During the weekend, he was able to continue doing all his normal activities, however, on Monday January 7th, his ankle suddenly got swollen and red. It started to hurt so much he could not put any weight on it. He also started to have a fever of 100F.
His condition did not improve, so Guzman and his wife made an appointment to see a doctor on January 8th. The doctor was hurried and did a bare-bones examination that lasted about 10 minutes, and quickly diagnosed him as having the flu and a sprained ankle. The results of the x-ray came negative for a sprain, and his clinical presentation at that point was consistent with either a joint or soft tissue infection. It was below the standard of care to diagnose him with flu as his nasal congestion was an old symptom which did not worsen as it would be expected when infected with influenza.
During the following days, his condition did not improve after following the advice of the advice of the doctor. After providing constant updates to Kaiser Permanente about the worsening of his condition, the advice we got was to stay home and wait for the flu to subside, without asking for something as simple as a $30 blood test to rule out sepsis as a possible cause.
The advice that was given to us delayed at their arrival to the hospital between 10-24 hours.
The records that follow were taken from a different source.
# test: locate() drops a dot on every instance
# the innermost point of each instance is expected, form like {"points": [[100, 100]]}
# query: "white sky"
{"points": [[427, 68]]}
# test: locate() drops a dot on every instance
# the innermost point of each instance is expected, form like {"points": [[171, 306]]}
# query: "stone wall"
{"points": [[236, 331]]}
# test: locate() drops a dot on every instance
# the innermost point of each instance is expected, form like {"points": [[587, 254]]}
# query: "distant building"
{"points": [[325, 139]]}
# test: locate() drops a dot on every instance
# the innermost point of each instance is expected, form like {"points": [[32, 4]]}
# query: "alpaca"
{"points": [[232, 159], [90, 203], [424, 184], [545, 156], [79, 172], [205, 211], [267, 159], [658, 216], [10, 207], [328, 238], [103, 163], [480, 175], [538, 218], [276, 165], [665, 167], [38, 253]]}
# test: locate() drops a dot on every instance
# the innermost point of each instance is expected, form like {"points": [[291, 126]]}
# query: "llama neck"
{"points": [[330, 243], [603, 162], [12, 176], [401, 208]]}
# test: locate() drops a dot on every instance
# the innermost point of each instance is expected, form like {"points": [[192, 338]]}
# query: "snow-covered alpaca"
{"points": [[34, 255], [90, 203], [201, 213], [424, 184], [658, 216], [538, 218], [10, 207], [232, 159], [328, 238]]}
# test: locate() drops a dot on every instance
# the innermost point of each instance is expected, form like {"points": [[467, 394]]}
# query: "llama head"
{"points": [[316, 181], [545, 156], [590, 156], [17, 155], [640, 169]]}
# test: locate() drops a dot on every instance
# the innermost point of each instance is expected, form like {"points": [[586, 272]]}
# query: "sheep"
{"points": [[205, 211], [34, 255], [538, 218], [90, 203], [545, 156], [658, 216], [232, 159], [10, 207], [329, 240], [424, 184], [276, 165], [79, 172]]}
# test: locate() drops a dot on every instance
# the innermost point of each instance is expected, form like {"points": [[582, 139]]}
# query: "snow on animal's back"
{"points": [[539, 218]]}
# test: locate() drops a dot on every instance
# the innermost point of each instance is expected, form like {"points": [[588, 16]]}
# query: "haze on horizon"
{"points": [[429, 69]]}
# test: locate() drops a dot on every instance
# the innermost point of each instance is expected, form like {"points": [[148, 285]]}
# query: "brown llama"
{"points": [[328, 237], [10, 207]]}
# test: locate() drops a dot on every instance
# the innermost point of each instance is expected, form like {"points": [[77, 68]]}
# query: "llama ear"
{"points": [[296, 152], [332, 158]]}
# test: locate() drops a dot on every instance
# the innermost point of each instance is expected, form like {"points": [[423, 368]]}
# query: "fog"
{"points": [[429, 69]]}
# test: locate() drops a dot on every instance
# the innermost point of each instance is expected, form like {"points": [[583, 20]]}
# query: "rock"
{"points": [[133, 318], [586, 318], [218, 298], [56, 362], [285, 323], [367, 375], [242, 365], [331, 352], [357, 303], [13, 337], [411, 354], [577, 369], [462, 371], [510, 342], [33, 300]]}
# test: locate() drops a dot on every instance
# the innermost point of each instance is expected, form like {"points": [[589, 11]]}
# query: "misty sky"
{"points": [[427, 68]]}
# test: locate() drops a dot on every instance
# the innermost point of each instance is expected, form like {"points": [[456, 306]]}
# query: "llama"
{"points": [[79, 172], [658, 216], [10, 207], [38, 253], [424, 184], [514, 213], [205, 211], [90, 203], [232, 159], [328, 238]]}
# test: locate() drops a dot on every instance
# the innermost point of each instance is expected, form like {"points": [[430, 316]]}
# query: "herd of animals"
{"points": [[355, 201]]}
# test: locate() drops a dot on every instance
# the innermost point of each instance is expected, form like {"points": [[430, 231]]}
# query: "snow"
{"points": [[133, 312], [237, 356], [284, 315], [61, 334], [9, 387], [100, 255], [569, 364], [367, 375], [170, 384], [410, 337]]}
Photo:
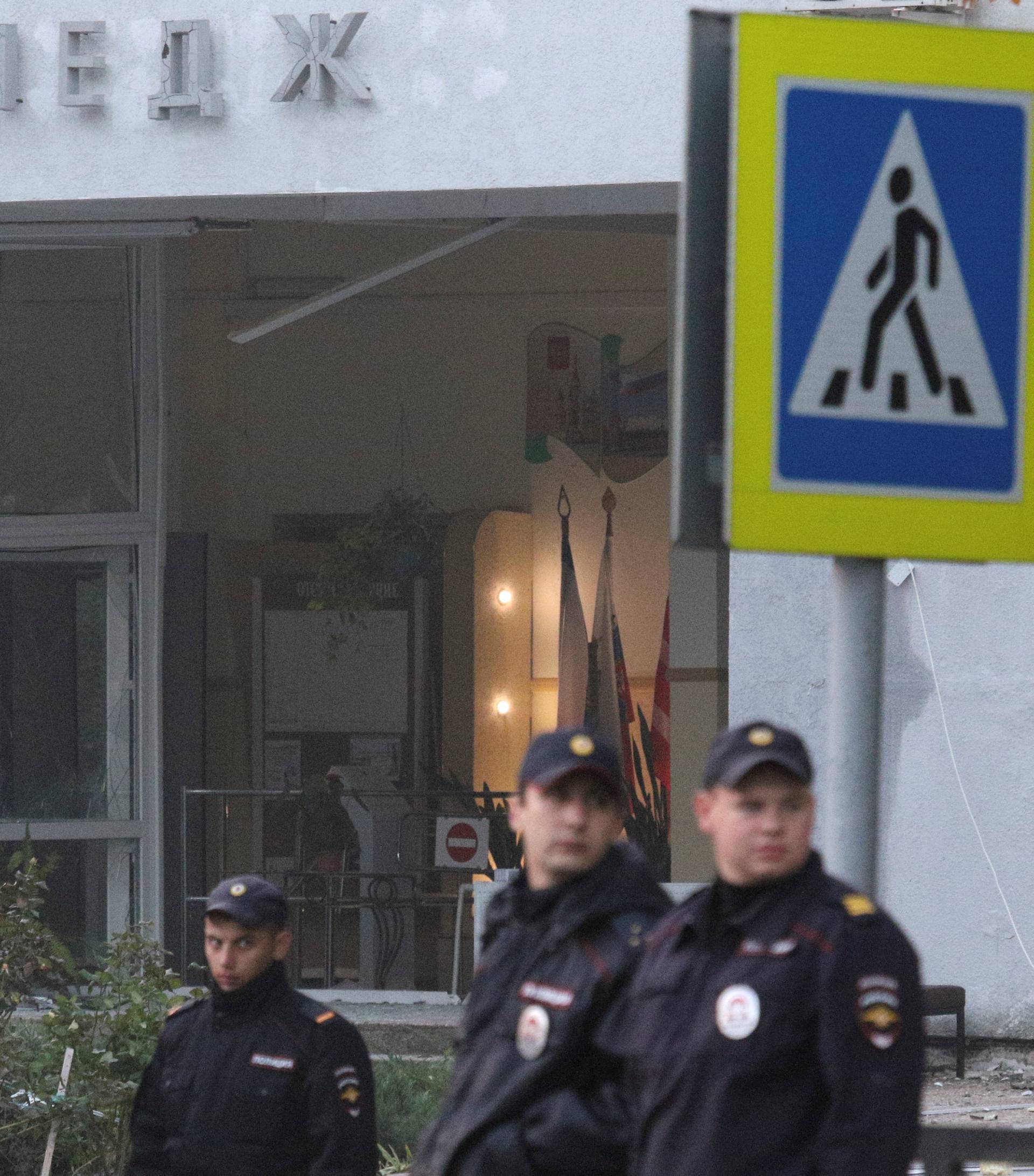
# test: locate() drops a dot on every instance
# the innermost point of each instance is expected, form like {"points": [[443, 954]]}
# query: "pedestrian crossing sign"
{"points": [[881, 329]]}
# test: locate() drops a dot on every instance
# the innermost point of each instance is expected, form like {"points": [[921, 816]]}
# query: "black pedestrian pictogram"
{"points": [[899, 339], [910, 225]]}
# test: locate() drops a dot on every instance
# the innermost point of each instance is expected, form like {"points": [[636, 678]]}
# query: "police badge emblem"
{"points": [[737, 1012], [877, 1011], [533, 1032]]}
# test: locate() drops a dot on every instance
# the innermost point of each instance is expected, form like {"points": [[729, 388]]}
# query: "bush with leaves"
{"points": [[111, 1018]]}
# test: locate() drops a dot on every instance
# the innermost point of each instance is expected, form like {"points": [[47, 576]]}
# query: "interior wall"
{"points": [[424, 381], [308, 419], [502, 648]]}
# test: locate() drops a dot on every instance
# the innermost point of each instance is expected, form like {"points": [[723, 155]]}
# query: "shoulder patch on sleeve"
{"points": [[181, 1008], [313, 1011], [632, 928], [858, 904]]}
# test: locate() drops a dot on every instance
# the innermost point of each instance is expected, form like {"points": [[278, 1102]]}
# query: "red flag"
{"points": [[572, 670], [661, 722]]}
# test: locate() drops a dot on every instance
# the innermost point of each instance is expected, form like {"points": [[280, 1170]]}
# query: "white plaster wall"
{"points": [[932, 873], [468, 94]]}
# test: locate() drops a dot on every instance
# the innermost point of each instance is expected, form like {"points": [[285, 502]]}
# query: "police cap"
{"points": [[249, 901], [569, 749], [738, 750]]}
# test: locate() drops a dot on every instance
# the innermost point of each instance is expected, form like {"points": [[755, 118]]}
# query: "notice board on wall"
{"points": [[331, 693], [324, 674]]}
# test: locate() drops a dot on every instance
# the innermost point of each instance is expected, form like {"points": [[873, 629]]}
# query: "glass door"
{"points": [[81, 554]]}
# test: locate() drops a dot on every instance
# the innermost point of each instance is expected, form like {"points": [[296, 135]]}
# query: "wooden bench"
{"points": [[946, 1001]]}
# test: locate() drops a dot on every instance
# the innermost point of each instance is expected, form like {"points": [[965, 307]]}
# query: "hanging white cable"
{"points": [[937, 687]]}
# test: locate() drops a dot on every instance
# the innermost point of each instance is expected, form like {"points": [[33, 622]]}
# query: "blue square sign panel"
{"points": [[900, 291]]}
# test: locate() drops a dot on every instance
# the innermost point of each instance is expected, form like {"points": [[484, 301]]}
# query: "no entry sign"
{"points": [[462, 844]]}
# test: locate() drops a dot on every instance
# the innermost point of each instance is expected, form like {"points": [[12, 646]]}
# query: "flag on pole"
{"points": [[609, 702], [572, 665], [661, 721], [624, 702]]}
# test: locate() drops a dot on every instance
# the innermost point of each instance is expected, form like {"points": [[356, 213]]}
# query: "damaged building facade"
{"points": [[264, 277]]}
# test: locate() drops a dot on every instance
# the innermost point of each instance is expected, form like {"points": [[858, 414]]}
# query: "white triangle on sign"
{"points": [[921, 358]]}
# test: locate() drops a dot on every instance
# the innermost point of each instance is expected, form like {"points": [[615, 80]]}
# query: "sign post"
{"points": [[879, 336]]}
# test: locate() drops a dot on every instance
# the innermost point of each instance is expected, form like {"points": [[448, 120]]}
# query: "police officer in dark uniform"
{"points": [[257, 1078], [529, 1093], [774, 1026]]}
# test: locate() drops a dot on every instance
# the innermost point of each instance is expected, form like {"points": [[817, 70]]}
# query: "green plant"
{"points": [[112, 1024], [392, 1164], [648, 825], [31, 955], [409, 1095], [394, 542]]}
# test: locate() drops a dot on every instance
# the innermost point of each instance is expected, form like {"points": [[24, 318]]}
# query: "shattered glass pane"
{"points": [[68, 381], [66, 687], [91, 893]]}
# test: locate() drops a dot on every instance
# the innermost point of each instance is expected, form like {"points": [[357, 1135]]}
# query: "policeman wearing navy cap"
{"points": [[259, 1077], [774, 1026], [530, 1094]]}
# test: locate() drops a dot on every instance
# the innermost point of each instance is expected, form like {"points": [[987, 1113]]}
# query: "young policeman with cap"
{"points": [[259, 1078], [529, 1093], [774, 1026]]}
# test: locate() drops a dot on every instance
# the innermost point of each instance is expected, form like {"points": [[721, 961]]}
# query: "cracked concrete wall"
{"points": [[933, 876], [467, 94], [932, 873]]}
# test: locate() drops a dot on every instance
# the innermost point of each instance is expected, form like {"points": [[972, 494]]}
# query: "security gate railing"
{"points": [[393, 901]]}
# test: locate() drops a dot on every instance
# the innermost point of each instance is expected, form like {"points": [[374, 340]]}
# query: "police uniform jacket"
{"points": [[529, 1093], [784, 1040], [260, 1080]]}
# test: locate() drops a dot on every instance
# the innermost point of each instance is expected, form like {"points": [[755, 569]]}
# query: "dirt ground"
{"points": [[997, 1091]]}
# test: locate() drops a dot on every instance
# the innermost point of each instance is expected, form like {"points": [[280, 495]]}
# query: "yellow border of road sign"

Until the last minute they tried to downplay his symptoms and only suggested that he go to the ER if he reported a pain level of 10 out of 10. By the time we arrived to the emergency room, he was already septic and in toxic shock caused by streptococcus pyogenes - a common bacteria easily treatable with antibiotics such as penicillin.
He then spent 4.5 months hospitalized and lost portions of all his limbs as a consequence of both the infection and the treatment used to save his life. More importantly, he is paralyzed due to severe nerve damage caused by sepsis. Only because a doctor did not want to run $30 worth of tests and medications.
During the ordeal, Guzman and his wife made multiple requests for Kaiser to improve their protocols for diagnosing sepsis. But these pleas fell on def ears. In spite of the fall out, the doctors who were responsible are still on the payroll, continue to practice at the clinic, all without any disciplinary actions.
In the end, they filed a lawsuit which went to private arbitration. The arbitrator ruled that even though the doctor didn’t act within the standard of care, Guzman was only entitled to $250,000.00.